包装展開図(ダイライン)のサイズをなぜ事前に計算すべきか
パッケージデザイン作業を始める前に、最終製品の実物サイズを把握することで、印刷用展開図(ダイライン)ファイルのキャンバスサイズを正確に設定できます。このツールは最も広く使われているタックトップ(tuck-top)箱の構造を基準に、製品の長さ・幅・高さを入力するだけで展開図の横・縦の実物寸法を即座に計算します。
計算の仕組み
タックトップ箱の展開図の横幅は、製品の長さと幅を2回足した値に接着のりしろを加えて求めます。展開図の縦の高さは製品の高さに上下のふたのフラップ(製品の幅とほぼ同じ)を加えて計算します。これはパッケージデザイン業界で広く使われる標準的な算出方式です。
活用のヒント
計算された寸法はデザインキャンバスを設定する際の基準値であり、実際に印刷会社に発注する際は段ボール・紙の厚みによる補正値(おおよそ1~3mm)を追加で反映するのが安全です。正確な寸法が必要な量産用パッケージの場合、最終確認は必ず印刷会社またはパッケージング業者と協議してください。
よくある質問
Q. この計算はどんな箱の構造に適用されますか?
A. 上からふたを折って閉じる、最も一般的なタックトップ(tuck-top)箱の構造を基準にしています。
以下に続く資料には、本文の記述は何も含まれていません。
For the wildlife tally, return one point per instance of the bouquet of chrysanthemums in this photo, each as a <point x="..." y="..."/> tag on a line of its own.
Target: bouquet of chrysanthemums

特殊な構造の箱は専門のダイライン設計ソフトを利用する方が正確です。
Q. 接着のりしろはなぜ必要ですか?
A. 箱を折って貼り合わせる際、重なる部分(糊付けやテープ部分)がないと箱を固定できません。一般的に15~20mm程度が推奨されます。
Q. 段ボールと紙箱の両方に使えますか?
A. 基本の計算式は同じですが、段ボールは厚みがあるため実際の寸法に少し余裕(補正値)を追加で考慮する必要があります。